Wirtschaft : Mitarbeiter von Bosch-Siemens sind zum Streik bereit

Betriebsrat macht Vorschläge zum Erhalt von 600 Jobs in Berlin-Spandau – und plant weitere Protestveranstaltungen

Corinna Nohn

Berlin - Sollte Bosch-Siemens-Hausgeräte (BSH) die Sparvorschläge des Berliner Betriebsrats zur Rettung des Standorts Spandau endgültig ablehnen, wollen die Mitarbeiter die Arbeit niederlegen. „Wir peilen mit unseren externen Beratern für den 6. Juni ein erneutes Gespräch mit der Unternehmensleitung und dem Wirtschaftsausschuss an“, sagte Luis Sergio von der IG Metall am Freitag in Berlin. Sollten die Vorschläge dann nicht berücksichtigt werden, seien die Mitarbeiter in Spandau schon am folgenden Tag zum Arbeitskampf bereit.

Am 4. Mai hat der Hausgerätehersteller das Produktionsende in Berlin zum Ende des Jahres 2006 angekündigt, weil der Standort nicht mehr profitabel sei. 600 von knapp 1100 Arbeitsplätzen sind bedroht. Nur die Entwicklung soll in Berlin bleiben. „Aber wo nicht produziert wird, da gibt es auf Dauer auch keine Entwicklung“, sagte Sergio. Dabei böten sich auch bei einem Ende der Waschmaschinenproduktion für Spandau Alternativen an: „Wir könnten die Vorfertigung für den BSH-Verbund in Berlin ausweiten oder bisher auswärts bezogene Teile selbst produzieren.“ Man wolle Lösungen finden, die die Arbeitsplätze an den anderen deutschen Standorten nicht gefährdeten.

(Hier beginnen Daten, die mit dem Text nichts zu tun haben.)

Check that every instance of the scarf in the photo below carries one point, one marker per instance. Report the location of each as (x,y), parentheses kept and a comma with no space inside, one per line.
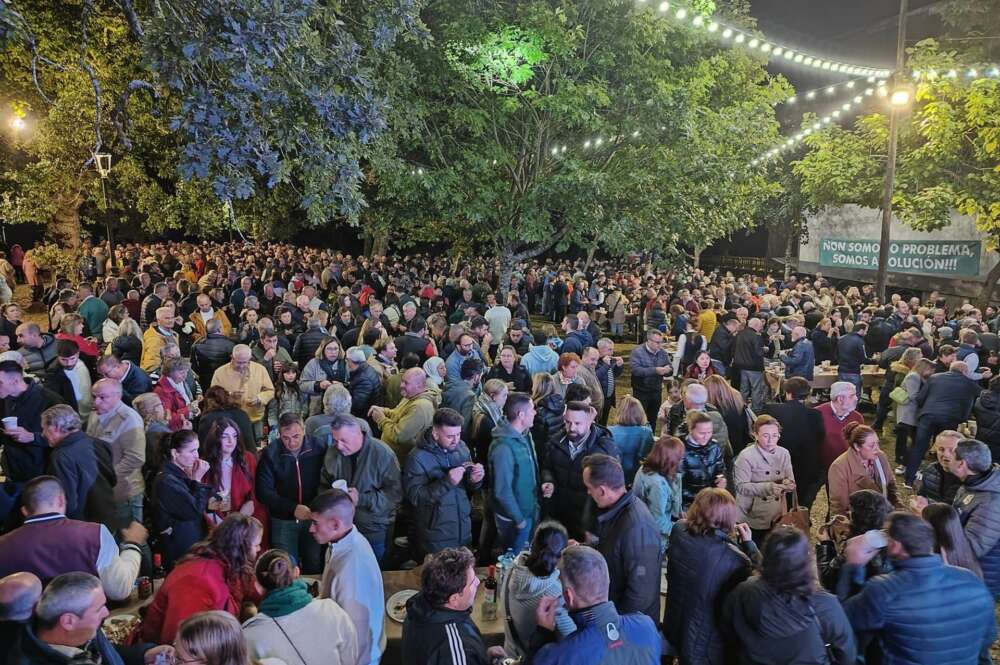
(280,602)
(180,388)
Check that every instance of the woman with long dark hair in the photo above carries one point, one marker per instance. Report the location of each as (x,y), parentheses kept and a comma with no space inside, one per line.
(534,575)
(709,533)
(217,574)
(292,625)
(231,472)
(180,497)
(952,544)
(868,512)
(782,616)
(658,484)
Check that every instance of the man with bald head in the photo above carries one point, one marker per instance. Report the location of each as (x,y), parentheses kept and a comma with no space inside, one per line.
(945,401)
(23,444)
(159,334)
(18,594)
(800,360)
(351,576)
(403,426)
(117,423)
(205,313)
(249,384)
(38,348)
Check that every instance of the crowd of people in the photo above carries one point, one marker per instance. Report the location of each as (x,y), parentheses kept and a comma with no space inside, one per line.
(272,426)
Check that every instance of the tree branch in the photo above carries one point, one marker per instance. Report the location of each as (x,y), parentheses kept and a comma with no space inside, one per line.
(120,116)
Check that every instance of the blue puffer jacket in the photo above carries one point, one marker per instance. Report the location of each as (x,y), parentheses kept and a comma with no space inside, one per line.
(925,612)
(603,637)
(978,506)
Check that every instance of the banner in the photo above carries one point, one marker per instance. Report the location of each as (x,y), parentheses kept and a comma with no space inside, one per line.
(956,258)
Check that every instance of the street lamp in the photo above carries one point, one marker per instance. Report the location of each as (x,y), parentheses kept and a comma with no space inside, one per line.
(102,162)
(900,98)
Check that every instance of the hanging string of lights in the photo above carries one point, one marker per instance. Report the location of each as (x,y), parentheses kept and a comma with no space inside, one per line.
(772,48)
(841,112)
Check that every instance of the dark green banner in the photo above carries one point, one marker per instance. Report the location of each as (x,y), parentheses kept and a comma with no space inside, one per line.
(957,258)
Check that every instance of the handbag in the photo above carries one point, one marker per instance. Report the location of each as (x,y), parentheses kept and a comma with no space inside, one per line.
(798,516)
(899,395)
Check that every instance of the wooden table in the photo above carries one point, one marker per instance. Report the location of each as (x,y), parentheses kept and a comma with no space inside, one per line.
(392,581)
(824,377)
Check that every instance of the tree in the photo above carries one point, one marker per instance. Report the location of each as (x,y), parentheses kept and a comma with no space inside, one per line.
(549,123)
(949,154)
(784,213)
(267,109)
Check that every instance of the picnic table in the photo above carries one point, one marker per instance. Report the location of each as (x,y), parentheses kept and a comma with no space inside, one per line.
(392,581)
(824,377)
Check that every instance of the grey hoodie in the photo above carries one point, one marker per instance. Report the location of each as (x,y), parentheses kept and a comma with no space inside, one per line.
(520,594)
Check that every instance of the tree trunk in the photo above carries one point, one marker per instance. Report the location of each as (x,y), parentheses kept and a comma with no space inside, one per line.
(789,247)
(590,257)
(506,270)
(380,244)
(65,225)
(986,294)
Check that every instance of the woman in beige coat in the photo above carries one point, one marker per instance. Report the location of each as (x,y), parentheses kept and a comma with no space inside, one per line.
(863,466)
(763,476)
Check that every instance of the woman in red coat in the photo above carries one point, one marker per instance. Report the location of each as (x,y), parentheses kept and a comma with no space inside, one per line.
(217,574)
(174,393)
(231,472)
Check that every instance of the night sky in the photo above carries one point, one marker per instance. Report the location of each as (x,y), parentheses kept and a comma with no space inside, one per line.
(861,32)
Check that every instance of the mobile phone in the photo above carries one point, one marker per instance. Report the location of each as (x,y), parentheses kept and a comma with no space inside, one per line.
(876,539)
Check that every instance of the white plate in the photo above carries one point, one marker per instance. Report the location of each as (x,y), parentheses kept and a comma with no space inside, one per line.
(395,607)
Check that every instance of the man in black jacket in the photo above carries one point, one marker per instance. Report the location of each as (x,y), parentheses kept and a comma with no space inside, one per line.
(307,343)
(439,629)
(210,352)
(83,466)
(133,379)
(23,444)
(628,537)
(70,379)
(945,400)
(748,359)
(363,383)
(802,434)
(562,468)
(720,348)
(288,476)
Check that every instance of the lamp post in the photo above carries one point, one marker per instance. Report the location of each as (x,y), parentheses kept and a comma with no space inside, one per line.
(900,98)
(102,161)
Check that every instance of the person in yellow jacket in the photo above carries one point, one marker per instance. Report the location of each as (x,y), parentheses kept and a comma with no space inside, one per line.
(249,384)
(706,322)
(403,427)
(157,336)
(205,313)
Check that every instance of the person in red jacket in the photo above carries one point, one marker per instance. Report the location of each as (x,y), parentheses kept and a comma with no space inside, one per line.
(216,575)
(840,410)
(231,472)
(174,393)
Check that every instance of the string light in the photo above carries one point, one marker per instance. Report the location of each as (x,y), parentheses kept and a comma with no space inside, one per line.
(768,46)
(973,73)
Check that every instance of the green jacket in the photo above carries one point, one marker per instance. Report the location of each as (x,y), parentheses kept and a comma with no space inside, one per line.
(514,473)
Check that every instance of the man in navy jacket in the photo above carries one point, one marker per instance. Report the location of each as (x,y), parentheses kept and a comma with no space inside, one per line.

Der Betriebsrat hat nach eigenen Angaben zur Rettung des Standorts Einsparmöglichkeiten in Höhe von 15 bis 20 Millionen aufgezeigt – durch Mehr- oder flexiblere Arbeit und Verzicht auf übertarifliche Leistungen. „Unsere Vorschläge hat das Unternehmen in seinen Berechnungen bisher überhaupt nicht mit einbezogen“, sagte der Betriebsratschef Güngör Demirci. Er habe das Gefühl, hier solle eine längst getroffene politische Entscheidung nachträglich mit Fakten untermauert werden. „Wir sind der Meinung, dass Spandau mit geringen Investitionen unter Berücksichtigung unserer Sparvorschläge profitabel sein könnte.“

Auch Wirtschaftssenator Harald Wolf (PDS) setzt sich beim BSH-Vorstand für den Erhalt der Arbeitsplätze ein. Die Unternehmenssprecherin sagte jedoch, die negative Entwicklung in Spandau halte seit Jahren an. Habe das Werk vor zehn Jahren noch 1,5 Millionen Waschmaschinen produziert, seien es jetzt weniger als 500 000. Auf dem wettbewerbsaggressiven Markt für Waschmaschinen sei man nicht konkurrenzfähig.

Die Belegschaft sei kampferprobt und werde die Schließung nicht einfach hinnehmen, kündigte Sergio an. „Falls die Unternehmensleitung unsereVorschläge ablehnt, sind wir für den Arbeitskampf bereit.“ Darüber werde Ende des Monats entschieden. Am 19. Mai wollen die Betroffenen mit einem Autokorso zur Berliner Bosch-Zentrale und zum Roten Rathaus fahren. Für den 26. Mai ruft die Gewerkschaft zu einem Tag der Solidarität auf: Zu Kundgebungen vor dem Spandauer Werk seien auch Beschäftigte der BSH- und Siemens-Betriebe aufgerufen, die ebenfalls von einem Arbeitsplatzabbau betroffen wären.